Aviana Airways Ltd operating as Royal Bengal Airline was an airline that operated flights in Bangladesh. The carrier, headquartered in London, was wholly owned by R B Airline UK Ltd.

History
Royal Bengal Airlines was founded by members of Britain's Bangladeshi businessmen in June 2006 and officially launched to the public in November 2006. It is the first airline to be owned and run by British-born Bangladeshis from the Sylhet region of Bangladesh and will operate long haul routes between the United Kingdom and Bangladesh with stopovers in the Middle East.

The airline has been founded on the basis of providing direct flights to Osmani International Airport in Sylhet from the United Kingdom.
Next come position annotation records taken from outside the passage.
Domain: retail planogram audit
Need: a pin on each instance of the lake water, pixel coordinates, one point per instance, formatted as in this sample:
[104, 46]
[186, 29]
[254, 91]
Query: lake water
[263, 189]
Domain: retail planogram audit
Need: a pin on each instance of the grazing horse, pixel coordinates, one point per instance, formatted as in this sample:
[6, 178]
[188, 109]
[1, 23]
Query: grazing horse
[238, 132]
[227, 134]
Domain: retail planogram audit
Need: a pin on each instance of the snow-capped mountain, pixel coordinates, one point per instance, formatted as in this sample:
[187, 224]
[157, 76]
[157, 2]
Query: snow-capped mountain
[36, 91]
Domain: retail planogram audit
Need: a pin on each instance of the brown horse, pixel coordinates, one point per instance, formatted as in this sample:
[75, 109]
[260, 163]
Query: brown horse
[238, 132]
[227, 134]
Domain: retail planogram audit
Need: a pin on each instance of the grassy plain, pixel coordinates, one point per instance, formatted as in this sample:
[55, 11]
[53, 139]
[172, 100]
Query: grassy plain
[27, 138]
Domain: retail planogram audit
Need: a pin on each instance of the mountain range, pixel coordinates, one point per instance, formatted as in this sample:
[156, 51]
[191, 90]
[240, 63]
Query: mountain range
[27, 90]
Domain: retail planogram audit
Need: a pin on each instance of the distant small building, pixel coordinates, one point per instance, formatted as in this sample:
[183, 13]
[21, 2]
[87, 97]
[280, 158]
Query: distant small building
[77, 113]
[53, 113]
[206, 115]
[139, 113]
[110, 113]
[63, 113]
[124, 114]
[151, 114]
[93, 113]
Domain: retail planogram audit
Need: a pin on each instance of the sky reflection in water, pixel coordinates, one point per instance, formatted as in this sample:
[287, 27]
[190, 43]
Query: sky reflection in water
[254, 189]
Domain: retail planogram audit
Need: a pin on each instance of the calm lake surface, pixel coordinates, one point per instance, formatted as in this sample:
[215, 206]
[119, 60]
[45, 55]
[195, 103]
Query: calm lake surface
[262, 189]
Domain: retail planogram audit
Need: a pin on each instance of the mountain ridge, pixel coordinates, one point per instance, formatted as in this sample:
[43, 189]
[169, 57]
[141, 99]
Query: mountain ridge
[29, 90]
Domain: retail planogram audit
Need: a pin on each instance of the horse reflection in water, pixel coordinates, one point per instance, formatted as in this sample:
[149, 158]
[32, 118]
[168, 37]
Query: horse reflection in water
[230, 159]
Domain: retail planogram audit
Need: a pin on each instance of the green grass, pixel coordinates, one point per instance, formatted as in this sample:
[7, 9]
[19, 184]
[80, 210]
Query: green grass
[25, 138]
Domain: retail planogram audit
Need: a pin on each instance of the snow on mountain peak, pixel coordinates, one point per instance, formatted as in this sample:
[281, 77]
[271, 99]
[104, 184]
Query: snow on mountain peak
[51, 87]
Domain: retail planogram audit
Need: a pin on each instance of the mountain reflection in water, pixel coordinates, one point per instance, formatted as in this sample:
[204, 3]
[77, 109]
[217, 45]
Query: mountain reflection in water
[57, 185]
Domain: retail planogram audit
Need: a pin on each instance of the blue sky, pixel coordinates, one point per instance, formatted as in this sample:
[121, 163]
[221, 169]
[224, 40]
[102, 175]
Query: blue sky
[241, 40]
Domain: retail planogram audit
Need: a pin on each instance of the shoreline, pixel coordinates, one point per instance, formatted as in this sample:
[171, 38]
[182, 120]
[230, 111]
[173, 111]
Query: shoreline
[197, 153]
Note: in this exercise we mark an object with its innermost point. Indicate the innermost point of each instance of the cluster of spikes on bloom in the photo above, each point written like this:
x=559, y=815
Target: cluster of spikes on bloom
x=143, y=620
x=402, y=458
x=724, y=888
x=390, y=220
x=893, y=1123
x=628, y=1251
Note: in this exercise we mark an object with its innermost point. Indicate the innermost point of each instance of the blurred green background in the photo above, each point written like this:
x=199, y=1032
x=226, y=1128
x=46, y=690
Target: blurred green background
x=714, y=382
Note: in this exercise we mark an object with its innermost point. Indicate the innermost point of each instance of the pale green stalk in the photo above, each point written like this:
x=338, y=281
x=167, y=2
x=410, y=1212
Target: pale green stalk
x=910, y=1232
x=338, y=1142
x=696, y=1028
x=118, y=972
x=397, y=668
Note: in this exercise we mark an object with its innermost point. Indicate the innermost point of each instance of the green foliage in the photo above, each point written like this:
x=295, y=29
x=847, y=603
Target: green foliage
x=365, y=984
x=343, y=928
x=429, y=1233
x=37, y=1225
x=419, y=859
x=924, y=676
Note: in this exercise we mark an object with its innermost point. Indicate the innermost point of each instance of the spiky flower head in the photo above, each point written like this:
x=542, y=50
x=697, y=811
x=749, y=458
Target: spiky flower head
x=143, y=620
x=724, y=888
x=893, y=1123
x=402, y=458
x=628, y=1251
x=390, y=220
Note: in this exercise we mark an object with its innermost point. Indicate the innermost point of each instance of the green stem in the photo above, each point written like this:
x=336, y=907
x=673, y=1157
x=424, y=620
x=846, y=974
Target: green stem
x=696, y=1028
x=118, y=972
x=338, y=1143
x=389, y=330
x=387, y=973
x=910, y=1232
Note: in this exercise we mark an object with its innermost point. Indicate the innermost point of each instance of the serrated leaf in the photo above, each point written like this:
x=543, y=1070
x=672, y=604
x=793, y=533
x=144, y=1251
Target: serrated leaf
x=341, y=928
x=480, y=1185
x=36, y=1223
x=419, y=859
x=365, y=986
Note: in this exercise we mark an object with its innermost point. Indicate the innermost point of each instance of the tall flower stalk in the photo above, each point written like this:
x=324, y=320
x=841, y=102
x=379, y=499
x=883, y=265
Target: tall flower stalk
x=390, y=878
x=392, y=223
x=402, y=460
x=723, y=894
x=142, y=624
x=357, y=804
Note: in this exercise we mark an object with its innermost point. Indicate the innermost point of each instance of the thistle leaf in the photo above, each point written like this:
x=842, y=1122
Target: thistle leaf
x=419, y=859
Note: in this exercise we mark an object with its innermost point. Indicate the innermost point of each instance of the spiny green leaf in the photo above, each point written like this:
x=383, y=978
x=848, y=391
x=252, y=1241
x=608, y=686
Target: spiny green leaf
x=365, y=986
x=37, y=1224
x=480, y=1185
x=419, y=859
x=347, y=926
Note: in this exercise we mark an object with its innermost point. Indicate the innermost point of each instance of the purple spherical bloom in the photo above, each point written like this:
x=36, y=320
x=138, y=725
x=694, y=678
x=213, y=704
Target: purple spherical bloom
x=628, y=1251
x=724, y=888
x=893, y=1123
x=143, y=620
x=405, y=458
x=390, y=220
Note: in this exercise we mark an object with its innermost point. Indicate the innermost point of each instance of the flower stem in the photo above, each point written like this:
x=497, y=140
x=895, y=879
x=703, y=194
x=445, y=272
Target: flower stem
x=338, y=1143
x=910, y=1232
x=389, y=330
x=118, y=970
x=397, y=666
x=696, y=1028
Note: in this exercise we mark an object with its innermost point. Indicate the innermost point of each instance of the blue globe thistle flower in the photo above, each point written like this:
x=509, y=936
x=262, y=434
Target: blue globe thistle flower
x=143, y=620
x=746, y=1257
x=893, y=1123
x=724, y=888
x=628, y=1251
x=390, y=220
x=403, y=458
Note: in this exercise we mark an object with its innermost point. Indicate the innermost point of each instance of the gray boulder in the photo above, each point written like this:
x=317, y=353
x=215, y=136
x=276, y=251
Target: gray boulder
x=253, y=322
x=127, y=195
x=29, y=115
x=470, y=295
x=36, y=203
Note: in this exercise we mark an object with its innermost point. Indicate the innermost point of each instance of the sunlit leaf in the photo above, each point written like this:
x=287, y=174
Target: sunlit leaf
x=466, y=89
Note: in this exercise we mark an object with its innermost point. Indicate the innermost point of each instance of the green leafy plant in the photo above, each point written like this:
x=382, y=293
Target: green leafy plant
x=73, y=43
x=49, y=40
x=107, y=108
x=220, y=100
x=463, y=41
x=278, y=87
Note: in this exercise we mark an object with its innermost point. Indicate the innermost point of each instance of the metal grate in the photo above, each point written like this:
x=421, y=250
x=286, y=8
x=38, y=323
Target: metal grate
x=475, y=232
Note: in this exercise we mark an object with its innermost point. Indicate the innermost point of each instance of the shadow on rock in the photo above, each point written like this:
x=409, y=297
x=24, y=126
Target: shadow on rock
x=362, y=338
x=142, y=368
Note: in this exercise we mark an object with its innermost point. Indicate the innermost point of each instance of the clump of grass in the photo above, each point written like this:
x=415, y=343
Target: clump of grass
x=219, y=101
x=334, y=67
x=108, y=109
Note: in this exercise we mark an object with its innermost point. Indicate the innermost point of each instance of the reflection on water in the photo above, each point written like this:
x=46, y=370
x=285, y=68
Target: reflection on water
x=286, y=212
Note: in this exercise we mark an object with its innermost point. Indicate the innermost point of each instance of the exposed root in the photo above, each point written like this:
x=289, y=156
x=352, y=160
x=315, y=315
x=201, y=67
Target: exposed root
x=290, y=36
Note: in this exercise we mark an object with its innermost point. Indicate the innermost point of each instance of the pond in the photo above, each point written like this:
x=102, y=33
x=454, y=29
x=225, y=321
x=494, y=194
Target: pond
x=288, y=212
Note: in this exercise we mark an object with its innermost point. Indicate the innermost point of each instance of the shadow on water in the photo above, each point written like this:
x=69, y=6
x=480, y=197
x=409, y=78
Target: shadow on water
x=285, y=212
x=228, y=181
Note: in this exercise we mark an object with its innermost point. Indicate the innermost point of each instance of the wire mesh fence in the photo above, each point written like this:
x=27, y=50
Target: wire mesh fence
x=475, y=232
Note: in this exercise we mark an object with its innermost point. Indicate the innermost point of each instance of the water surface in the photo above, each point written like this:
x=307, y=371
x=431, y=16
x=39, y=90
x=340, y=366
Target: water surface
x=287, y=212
The company slogan on the initial launch was "The Journey Begins Here". However, the Civil Aviation Authority of Bangladesh has yet to confirm that Royal Bengal Airlines (or any other airline) will be given access to this lucrative route.

By June 2007, the airline had raised GBP£5.5 million of investment from local businesses and stock brokers and had purchased two Dash 8-100 aircraft. Domestic services were expected to commence during summer 2007 with international flights from the UK expected by the end of 2007 from London Stansted, Manchester and Birmingham airports. 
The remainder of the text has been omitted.